Durante el recorrido a la fábrica Alcoyana, tuve la oportunidad de escabullirme de lo que parecía una línea de montaje de visita, en donde te conducían de manera estructurada por cada uno de los pasos de fabricación y constitución del producto, y charlar junto con otros compañeros con uno de los socios, que se dedica al sellado y terminación del estampado de mantelería.

Cuenta que inicialmente, cuando recuperaron la fábrica, los socios eran aquellos viejos trabajadores de la planta y que con el paso del tiempo se fueron incorporando hijos y sobrinos de los primeros socios. La fábrica trabaja menos de lo que la capacidad por espacio y maquinarias puede producir, sin embargo, señala la necesidad imperiosa de contratar a nuevos trabajadores pero bajo una condición distinta a la de socio. Le preguntábamos de qué forma podría incorporarse un trabajador en una fábrica recuperada que no sea como socio, y no llegaba la respuesta exacta.

Hasta que de una forma u otra, vino implícita en lo que mencionó a continuación: los hijos y sobrinos de la primera generación de socios que fueron incorporados en Alcoyana no tienen la misma “cultura” del trabajo que la de sus padres y tíos. Ellos llegan tarde, faltan, trabajan a media máquina.

A través de esta breve descripción de situación me interesa llamar a la reflexión sobre este problema: qué sucede con las segundas generaciones de estas cooperativas que, como Alcoyana, se incorporan como socios. Una de las hipótesis que podría explicar estos cambios es la transformación histórica y cultural del obrero. La primera generación de socios comenzó a trabajar en las décadas del 60 y 70, en donde el modelo de obrero era el de aquel que permanecía en una misma fábrica por muchos años, hacía carrera y desarrollaba sus capacidades en un mismo espacio.

Esta segunda generación, en cambio, pertenece a una época atravesada por una década de precarización laboral y de empleo informal. En la actualidad, la permeabilidad y volatilidad del empleo, la falta de responsabilidad y compromiso con el trabajo responde a condiciones que no garantizan ingresos económicos estables. Esta precarización dejó una marca invisible pero imborrable en estos nuevos obreros. Obreros que descubrieron, al igual que el obrero social de Negri (1980), que la lucha y la transformación no ocurren solamente en la fábrica.
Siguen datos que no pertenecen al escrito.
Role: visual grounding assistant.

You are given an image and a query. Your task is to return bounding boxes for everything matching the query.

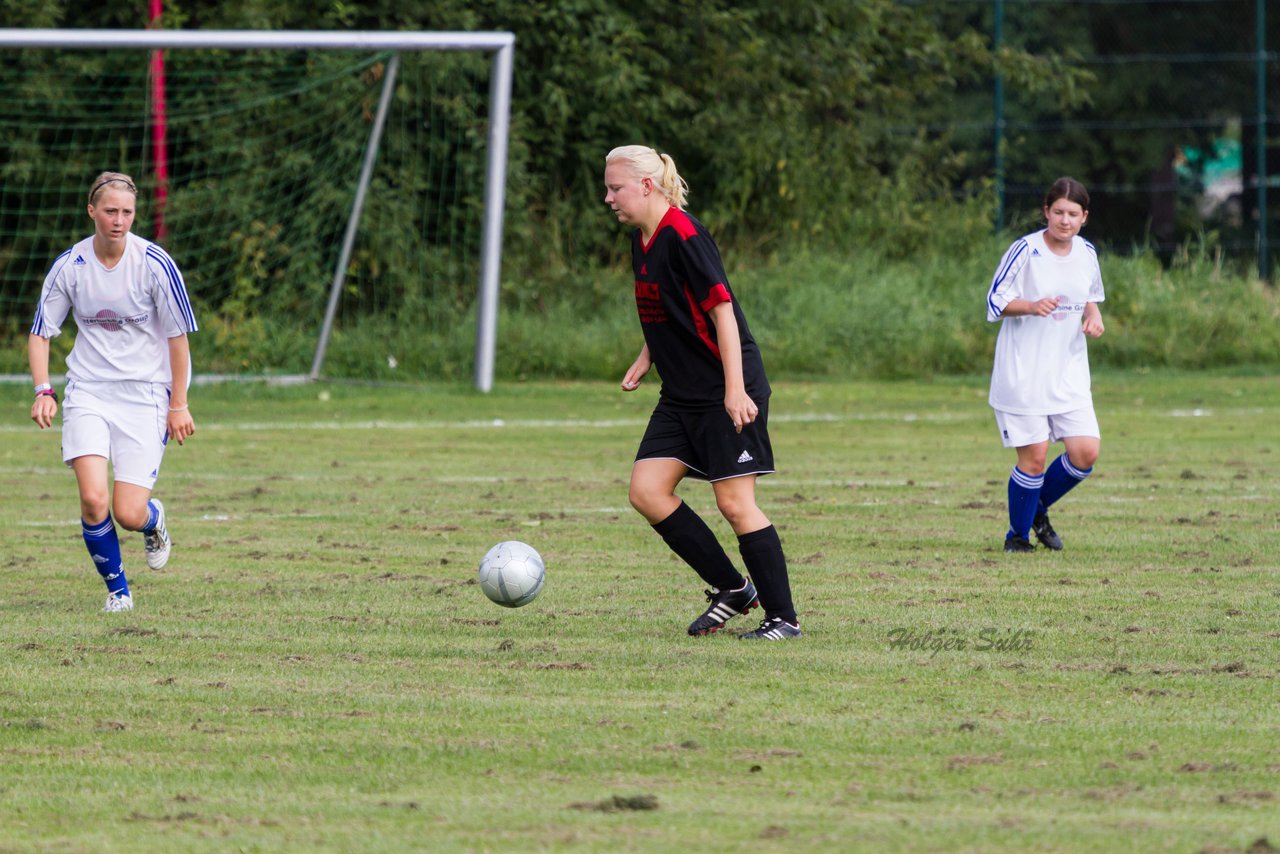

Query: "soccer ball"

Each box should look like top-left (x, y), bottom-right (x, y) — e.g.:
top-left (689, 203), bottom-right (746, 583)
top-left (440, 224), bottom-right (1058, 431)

top-left (480, 540), bottom-right (547, 608)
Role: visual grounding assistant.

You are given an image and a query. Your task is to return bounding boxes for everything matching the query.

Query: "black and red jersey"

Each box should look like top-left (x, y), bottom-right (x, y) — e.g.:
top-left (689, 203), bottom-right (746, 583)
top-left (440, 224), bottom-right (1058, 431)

top-left (631, 207), bottom-right (769, 408)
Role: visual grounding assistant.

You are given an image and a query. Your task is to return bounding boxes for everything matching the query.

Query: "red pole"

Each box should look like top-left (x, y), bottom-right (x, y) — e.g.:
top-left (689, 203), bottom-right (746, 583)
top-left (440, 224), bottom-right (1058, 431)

top-left (148, 0), bottom-right (169, 243)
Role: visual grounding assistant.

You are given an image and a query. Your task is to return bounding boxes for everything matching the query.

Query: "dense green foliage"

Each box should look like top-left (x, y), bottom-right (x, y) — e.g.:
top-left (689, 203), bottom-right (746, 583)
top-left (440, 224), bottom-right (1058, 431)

top-left (0, 0), bottom-right (1280, 378)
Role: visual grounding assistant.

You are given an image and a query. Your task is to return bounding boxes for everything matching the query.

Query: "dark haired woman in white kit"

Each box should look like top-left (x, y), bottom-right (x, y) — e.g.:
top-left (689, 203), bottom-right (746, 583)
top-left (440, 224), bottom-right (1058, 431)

top-left (987, 178), bottom-right (1105, 552)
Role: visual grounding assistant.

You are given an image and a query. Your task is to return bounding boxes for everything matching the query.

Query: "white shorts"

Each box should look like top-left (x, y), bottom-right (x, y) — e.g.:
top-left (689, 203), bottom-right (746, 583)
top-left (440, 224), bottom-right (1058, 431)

top-left (63, 382), bottom-right (169, 489)
top-left (995, 406), bottom-right (1102, 448)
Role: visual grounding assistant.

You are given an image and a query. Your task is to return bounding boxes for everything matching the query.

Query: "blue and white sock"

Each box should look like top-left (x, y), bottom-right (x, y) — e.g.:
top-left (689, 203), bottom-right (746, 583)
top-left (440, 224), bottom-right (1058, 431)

top-left (1005, 466), bottom-right (1044, 539)
top-left (81, 513), bottom-right (129, 595)
top-left (1039, 453), bottom-right (1093, 510)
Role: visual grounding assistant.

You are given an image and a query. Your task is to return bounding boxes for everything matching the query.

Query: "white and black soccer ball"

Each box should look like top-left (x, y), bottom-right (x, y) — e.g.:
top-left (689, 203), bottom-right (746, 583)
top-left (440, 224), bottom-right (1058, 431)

top-left (480, 540), bottom-right (547, 608)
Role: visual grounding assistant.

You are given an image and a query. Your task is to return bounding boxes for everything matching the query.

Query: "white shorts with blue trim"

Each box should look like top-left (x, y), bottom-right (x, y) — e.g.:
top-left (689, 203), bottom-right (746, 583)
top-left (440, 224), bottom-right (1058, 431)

top-left (63, 380), bottom-right (169, 489)
top-left (993, 406), bottom-right (1102, 448)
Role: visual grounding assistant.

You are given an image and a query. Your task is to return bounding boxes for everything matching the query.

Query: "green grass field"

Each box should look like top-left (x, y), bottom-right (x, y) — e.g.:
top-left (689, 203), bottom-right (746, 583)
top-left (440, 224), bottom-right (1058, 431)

top-left (0, 371), bottom-right (1280, 853)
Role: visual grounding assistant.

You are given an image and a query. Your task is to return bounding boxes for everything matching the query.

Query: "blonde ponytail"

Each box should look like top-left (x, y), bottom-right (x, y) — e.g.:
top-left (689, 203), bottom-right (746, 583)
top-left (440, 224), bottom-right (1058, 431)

top-left (604, 145), bottom-right (689, 210)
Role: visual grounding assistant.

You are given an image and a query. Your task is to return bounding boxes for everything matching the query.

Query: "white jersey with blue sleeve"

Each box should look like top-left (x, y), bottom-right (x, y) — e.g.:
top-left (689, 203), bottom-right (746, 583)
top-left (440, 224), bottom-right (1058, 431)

top-left (987, 230), bottom-right (1106, 415)
top-left (31, 234), bottom-right (197, 384)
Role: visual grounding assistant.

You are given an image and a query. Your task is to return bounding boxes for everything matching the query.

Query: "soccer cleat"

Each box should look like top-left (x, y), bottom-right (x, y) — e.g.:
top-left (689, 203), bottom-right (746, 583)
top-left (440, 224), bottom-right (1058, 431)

top-left (689, 580), bottom-right (760, 635)
top-left (102, 593), bottom-right (133, 613)
top-left (737, 617), bottom-right (800, 640)
top-left (142, 499), bottom-right (169, 570)
top-left (1005, 534), bottom-right (1036, 552)
top-left (1032, 510), bottom-right (1062, 552)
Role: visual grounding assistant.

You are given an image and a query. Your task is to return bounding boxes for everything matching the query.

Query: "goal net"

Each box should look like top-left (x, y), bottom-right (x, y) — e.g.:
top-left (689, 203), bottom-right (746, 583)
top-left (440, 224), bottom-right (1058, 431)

top-left (0, 31), bottom-right (511, 391)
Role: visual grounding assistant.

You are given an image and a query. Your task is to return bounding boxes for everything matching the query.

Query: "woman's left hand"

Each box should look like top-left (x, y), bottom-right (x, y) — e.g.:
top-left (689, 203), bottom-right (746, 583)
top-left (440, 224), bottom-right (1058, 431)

top-left (1082, 303), bottom-right (1103, 338)
top-left (724, 392), bottom-right (760, 433)
top-left (169, 408), bottom-right (196, 444)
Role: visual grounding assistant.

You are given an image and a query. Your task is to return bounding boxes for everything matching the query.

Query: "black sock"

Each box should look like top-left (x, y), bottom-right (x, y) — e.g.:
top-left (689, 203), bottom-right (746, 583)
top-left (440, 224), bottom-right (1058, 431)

top-left (737, 525), bottom-right (799, 625)
top-left (653, 502), bottom-right (746, 590)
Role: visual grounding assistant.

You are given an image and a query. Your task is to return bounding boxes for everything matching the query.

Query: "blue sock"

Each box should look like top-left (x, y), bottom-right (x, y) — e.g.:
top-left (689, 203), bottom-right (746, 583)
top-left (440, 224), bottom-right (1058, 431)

top-left (1005, 466), bottom-right (1044, 539)
top-left (81, 513), bottom-right (129, 595)
top-left (1039, 453), bottom-right (1093, 511)
top-left (142, 498), bottom-right (160, 534)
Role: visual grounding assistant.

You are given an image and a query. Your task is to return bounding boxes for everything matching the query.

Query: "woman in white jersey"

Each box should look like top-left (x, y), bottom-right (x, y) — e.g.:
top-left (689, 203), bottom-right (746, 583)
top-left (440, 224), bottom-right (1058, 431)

top-left (27, 172), bottom-right (196, 611)
top-left (987, 178), bottom-right (1105, 552)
Es decir, el compromiso no desaparece, pero se desplaza hacia otras esferas.

A modo de conclusión, quisiera dejar algunas preguntas abiertas que surgen de las anteriores afirmaciones: ¿estamos no solo ante la transformación del obrero sino también de la fábrica y, por lo tanto, de las formas de producción? ¿De qué forma se adaptan tanto el obrero como la fábrica a esta nueva lógica para poder producir de una forma más o menos provechosa y responder a las necesidades del mercado?